I. Mares, 'Firms and the welfare state: When, why, and how does social policy matter to employers?', in P.A. Hall and D. Soskice (ed.), Varieties of capitalism. institutional foundations of comparative advantage, Oxford University Press, New York, 2001
Bibliography:
Campbell, J.L. and O.K. Pedersen, 'The varieties of capitalism and hybrid success', Comparative Political Studies, vol. 40, no. 3, 2007, pp. 307–332, https://journals.sagepub.com/doi/abs/10.1177/0010414006286542 (accessed 26 July 2010).
Mares, I. 'Firms and the welfare state: When, why, and how does social policy matter to employers?', in P.A. Hall and D. Soskice (ed.), Varieties of capitalism. The institutional foundations of comparative advantage, Oxford University Press, New York, 2001, pp. 184-213
The University of New South Wales - Oxford style is close to the above but there are some formatting errors that I can't get my head around to resolve.

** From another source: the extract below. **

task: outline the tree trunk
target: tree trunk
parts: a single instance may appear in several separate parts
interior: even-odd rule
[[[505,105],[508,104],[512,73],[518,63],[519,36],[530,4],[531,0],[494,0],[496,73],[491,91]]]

Please find detailed examples of Oxford referencing style here:
Citation :https://www.umu.se/en/library/search-write-study/writing-references/oxford-references-in-text/
Bibliography: https://www.umu.se/en/library/search-write-study/writing-references/oxford-writing-reference-list/
Thanks for your response. It's not.
I have tried three types of Chicago Manual of Style, that are (Author- date)/ (Full note)/ (Note). None of them were the same.
Any recommendations?
For notes, they only provide one example, so hard to say what they actually want there beyond single authored books.
They are also quite different from what's called Oxford style above.